From the moment Aidan sees her, Cat’s spirited beauty enchants him, but her uncanny abilities are what he truly needs, for Cat can understand the mystical language in the diary he inherited from his murdered father. So Aidan makes an offer: translate the book or be thrown in prison as a thief. And as Cat slowly deciphers each page, she and Aidan are drawn together by passion . . . and into the violence of the Other world that is the Kilronan legacy. Can they defeat those who seek the book, or are their lives in even greater danger than their hearts?

My rating:

Do you think it's possible to become so jaded by too much reading that nothing "wows" you anymore?

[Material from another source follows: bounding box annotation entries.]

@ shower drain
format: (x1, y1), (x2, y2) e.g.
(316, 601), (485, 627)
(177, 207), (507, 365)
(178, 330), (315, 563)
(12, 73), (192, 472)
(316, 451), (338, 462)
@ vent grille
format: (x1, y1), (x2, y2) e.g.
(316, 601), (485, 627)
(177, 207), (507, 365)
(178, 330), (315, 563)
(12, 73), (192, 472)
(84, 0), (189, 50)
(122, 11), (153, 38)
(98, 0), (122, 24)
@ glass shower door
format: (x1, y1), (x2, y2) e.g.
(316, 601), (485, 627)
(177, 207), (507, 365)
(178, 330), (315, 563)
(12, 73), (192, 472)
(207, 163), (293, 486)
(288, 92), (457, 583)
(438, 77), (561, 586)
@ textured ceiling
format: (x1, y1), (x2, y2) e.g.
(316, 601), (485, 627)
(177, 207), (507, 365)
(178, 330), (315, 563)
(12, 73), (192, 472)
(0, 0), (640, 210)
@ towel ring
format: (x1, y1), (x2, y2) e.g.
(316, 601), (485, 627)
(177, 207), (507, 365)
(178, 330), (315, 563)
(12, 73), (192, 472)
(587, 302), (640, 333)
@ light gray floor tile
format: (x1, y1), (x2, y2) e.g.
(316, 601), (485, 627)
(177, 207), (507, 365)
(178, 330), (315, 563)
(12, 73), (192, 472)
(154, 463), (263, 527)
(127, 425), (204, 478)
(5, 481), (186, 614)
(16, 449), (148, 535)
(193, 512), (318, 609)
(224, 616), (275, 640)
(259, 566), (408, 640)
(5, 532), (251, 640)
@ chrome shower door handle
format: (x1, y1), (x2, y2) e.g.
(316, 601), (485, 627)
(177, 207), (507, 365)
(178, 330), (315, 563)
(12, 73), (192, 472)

I liked Alix Rickloff's narrative style and voice, it had a refreshing newness to it, and it most certainly was different from the other authors' out there. The pacing was also good and the characterization amazing.

That said, she apparently didn't know whether to write an angsty, emotionally-dark, and thought-provoking historical romance, or a paranormal romance with a Fey twist, so she did both.

The historical romance would've worked by itself. A destitute former-rake (he can't afford to be one, anymore), an educated lady down on her luck, forced to steal, hiding a deep, dark secret in her past, a murder mystery, a disappeared brother, a planned marriage-of-convenience thwarted by passion...I loved it.

The paranormal romance didn't have the kick it could've had, but that's probably me, fresh from reading KMM's Fever series. Still, it had potential. A secret society of Fey and human descendants (the Other) with magic abilities, hunted by mere humans that didn't understand them, a secret society within the society involved in black arts and trying to resurrect King Arthur to lead a brand new world, the permanent cancellation of said secret society withing the secret society because of their dabbling in the black arts, an indecipherable journal someone would kill to possess (and did), a resurrected creature doing his master's bidding...As I said, it had potential.

Unfortunately, while the two genres separately would've worked, the mixture of the two didn't. There was too much "vying" for supremacy, the historical and paranormal aspects didn't compliment each other, but constantly overshadowed one another. The passages between the genres seemed rather choppy, making the story very tiring to read.

While I did appreciate the separate genres, the story as a whole didn't wow me.